Premium
Persistent effects of everolimus on strength of experimental wounds in intestine and fascia
Author(s) -
Willems Martine C. M.,
Van Der Vliet J. Adam,
De Man Ben M.,
Van Der Laak Jeroen A. W. M.,
Lomme Roger M. L. M.,
Hendriks Thijs
Publication year - 2010
Publication title -
wound repair and regeneration
Language(s) - English
Resource type - Journals
SCImago Journal Rank - 0.847
H-Index - 109
eISSN - 1524-475X
pISSN - 1067-1927
DOI - 10.1111/j.1524-475x.2009.00558.x
Subject(s) - hydroxyproline , medicine , anastomosis , everolimus , ileum , fascia , saline , surgery , transplantation , abdominal wall , large intestine , breaking strength , urology , materials science , composite material
The introduction of mTOR‐inhibitors in transplantation surgery has been associated with an increase in wound complications.
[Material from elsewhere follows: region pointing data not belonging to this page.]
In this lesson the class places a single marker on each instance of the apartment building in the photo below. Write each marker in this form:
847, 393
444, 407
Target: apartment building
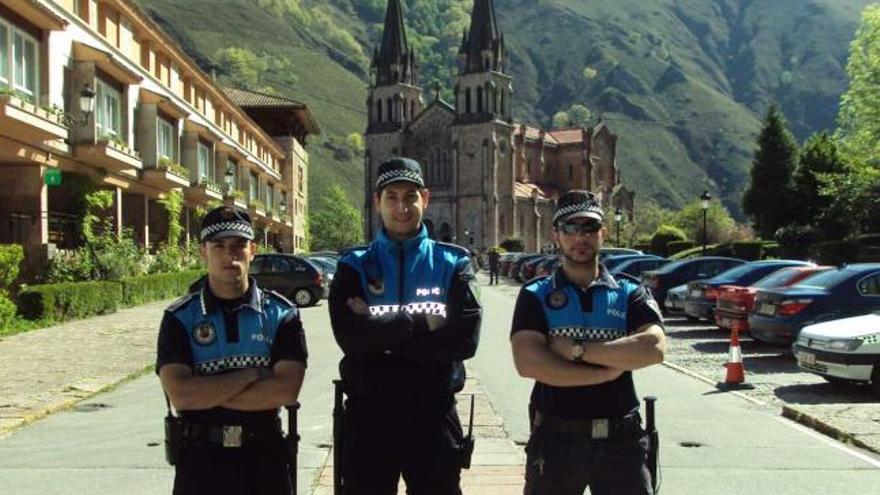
95, 92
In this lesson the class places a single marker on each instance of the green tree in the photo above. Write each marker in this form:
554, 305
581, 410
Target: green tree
819, 156
336, 223
769, 197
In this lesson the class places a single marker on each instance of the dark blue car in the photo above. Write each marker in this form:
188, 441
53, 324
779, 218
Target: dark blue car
699, 303
849, 290
683, 271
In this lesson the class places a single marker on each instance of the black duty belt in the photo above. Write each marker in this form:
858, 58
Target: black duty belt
233, 435
596, 428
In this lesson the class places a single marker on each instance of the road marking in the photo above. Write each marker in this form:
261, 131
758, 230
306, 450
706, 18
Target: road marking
830, 441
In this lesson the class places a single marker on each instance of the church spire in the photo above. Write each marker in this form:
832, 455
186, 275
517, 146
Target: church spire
394, 62
483, 46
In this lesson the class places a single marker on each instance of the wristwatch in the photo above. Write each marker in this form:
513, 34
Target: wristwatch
577, 351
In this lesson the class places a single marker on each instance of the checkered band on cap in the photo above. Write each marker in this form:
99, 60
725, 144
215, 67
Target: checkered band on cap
586, 207
399, 175
233, 225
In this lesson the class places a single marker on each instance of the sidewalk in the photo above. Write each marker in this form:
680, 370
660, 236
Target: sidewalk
497, 467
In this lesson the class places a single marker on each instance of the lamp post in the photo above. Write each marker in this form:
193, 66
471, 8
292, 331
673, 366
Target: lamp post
705, 197
618, 216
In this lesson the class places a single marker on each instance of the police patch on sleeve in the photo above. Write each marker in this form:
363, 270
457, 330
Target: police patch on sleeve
204, 334
557, 299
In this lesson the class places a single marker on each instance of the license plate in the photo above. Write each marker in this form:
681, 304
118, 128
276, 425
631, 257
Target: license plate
807, 358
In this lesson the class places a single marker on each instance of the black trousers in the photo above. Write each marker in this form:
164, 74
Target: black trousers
565, 463
251, 470
383, 441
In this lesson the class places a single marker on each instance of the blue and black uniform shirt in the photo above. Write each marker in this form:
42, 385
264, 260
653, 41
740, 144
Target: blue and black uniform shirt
608, 309
424, 317
213, 336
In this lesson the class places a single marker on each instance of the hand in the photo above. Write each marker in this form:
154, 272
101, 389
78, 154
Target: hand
358, 306
561, 346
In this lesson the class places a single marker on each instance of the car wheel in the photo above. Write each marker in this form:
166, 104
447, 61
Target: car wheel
303, 297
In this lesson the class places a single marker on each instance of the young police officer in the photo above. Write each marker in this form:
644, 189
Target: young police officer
579, 333
405, 316
229, 356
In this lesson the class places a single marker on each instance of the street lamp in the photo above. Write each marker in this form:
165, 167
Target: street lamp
705, 197
618, 216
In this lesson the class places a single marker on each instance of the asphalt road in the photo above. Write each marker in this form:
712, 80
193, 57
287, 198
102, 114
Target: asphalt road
712, 442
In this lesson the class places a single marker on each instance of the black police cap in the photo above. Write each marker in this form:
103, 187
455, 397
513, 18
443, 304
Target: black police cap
578, 203
399, 169
226, 221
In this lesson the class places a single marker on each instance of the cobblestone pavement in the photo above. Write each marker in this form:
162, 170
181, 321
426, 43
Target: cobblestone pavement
848, 413
52, 368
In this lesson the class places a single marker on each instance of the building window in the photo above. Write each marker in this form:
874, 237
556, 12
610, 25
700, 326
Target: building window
108, 113
165, 137
18, 61
204, 157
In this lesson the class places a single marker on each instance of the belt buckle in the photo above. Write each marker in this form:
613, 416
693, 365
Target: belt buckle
232, 436
599, 429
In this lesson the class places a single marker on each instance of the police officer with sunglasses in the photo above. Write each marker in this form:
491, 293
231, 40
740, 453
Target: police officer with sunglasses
579, 333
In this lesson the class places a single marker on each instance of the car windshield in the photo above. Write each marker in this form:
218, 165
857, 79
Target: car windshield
775, 279
824, 280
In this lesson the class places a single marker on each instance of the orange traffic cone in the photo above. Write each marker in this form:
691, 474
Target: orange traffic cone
736, 374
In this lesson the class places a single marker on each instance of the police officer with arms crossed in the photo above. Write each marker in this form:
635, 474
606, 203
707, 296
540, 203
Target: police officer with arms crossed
405, 315
579, 333
229, 356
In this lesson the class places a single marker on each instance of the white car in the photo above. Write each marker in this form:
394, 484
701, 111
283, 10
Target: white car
845, 350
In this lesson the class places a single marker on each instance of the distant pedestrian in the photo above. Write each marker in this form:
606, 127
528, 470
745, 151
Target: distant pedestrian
579, 333
405, 313
229, 356
494, 265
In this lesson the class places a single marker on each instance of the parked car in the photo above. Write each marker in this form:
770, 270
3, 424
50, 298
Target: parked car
636, 267
674, 303
291, 276
684, 271
735, 302
699, 303
844, 350
611, 262
848, 290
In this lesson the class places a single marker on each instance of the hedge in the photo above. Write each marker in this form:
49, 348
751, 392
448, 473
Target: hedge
59, 302
158, 286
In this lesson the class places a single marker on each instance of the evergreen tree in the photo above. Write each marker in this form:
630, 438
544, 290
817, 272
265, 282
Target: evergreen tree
335, 224
769, 197
819, 156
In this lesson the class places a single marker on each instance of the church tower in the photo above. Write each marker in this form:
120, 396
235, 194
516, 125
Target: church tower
483, 132
394, 99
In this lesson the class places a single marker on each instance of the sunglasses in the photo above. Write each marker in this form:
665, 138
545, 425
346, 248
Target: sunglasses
571, 228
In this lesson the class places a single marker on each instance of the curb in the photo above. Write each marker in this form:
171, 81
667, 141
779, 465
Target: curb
826, 429
7, 430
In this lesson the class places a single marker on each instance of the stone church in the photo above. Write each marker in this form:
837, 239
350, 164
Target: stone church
490, 178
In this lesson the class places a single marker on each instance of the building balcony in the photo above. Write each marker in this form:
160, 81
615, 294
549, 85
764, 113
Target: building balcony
166, 175
204, 192
109, 155
26, 122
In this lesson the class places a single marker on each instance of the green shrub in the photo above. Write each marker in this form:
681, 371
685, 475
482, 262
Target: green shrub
7, 311
673, 247
60, 302
663, 236
158, 286
11, 256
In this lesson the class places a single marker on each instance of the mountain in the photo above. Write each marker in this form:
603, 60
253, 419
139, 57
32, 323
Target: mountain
684, 83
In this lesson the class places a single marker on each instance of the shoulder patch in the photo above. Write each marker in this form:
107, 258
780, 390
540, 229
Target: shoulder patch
181, 302
278, 297
455, 248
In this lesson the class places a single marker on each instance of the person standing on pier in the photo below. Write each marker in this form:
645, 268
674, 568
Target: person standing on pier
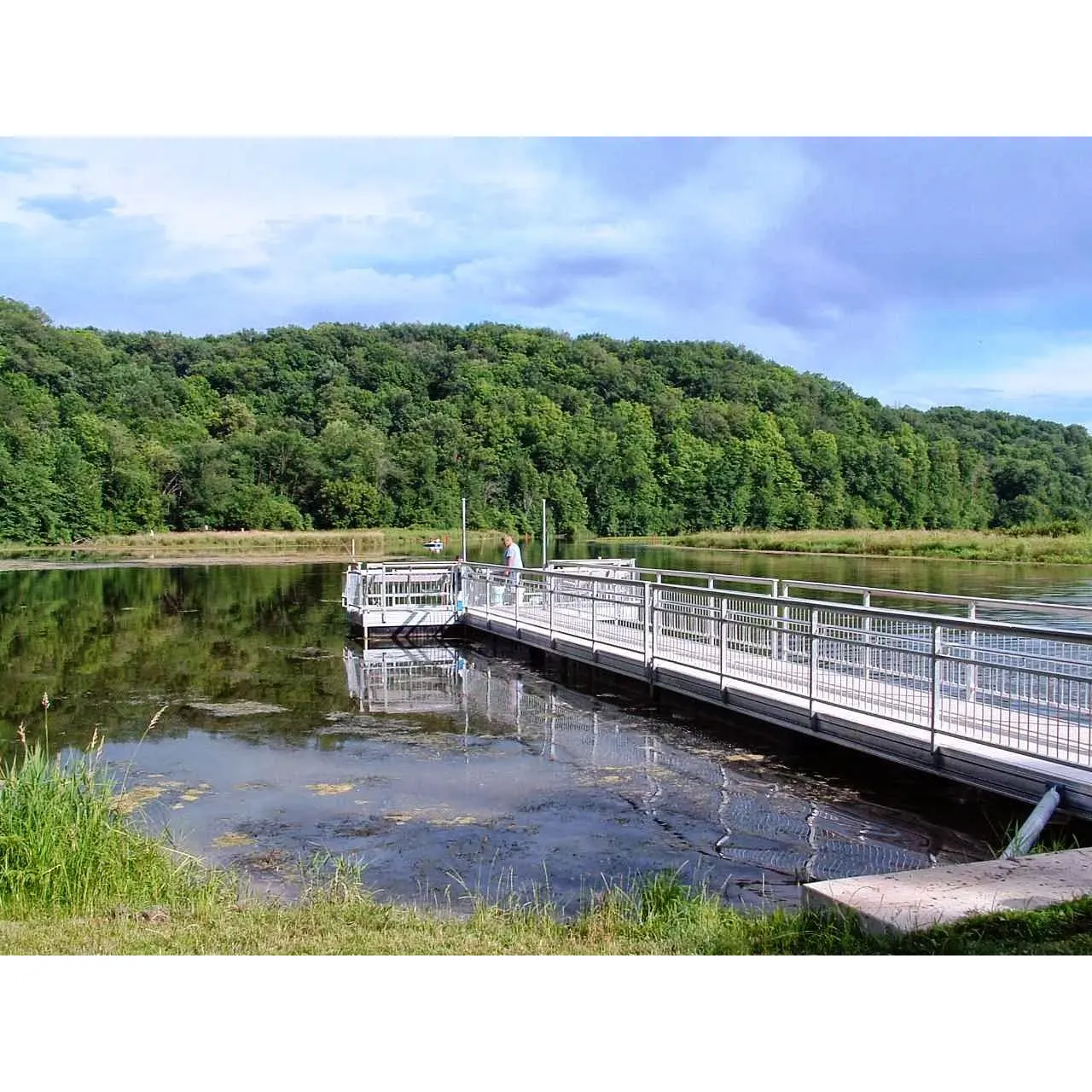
514, 561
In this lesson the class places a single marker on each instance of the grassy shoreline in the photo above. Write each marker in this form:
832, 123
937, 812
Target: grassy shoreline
955, 545
77, 878
283, 546
212, 547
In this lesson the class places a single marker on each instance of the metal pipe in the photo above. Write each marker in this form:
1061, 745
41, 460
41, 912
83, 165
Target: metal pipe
1028, 834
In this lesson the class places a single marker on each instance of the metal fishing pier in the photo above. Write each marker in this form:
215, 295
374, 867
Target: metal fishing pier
949, 687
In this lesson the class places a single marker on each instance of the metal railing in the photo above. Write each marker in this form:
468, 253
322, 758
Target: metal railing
1020, 688
378, 592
We have previously reported a massive negative effect of everolimus on anastomotic strength in rat intestine at 7 days postoperatively. Because it is clinically important to know if this effect persists and occurs generally, repair in both intestine and abdominal wall has been investigated over a period of 4 weeks. Wistar rats received a daily dose of 1 or 2 mg/kg everolimus orally, from the operation day onwards. Controls received saline. In each rat a resection of ileum and colon was performed, and end‐to‐end anastomoses were constructed. On day 7, 14, and 28 the animals were killed and anastomoses and abdominal wall wounds were analyzed, wound strength being the primary parameter. Breaking strength of ileum, colon, and fascia was consistently and significantly reduced in the experimental groups at all time points. Anastomotic bursting pressures followed the same pattern. Loss of strength was accompanied by a decrease in hydroxyproline content after 7 days. Thus, the negative effect of everolimus on wound repair persists for at least 4 weeks after operation in this rodent model. This protracted effect may have clinical consequences and cause surgical morbidity.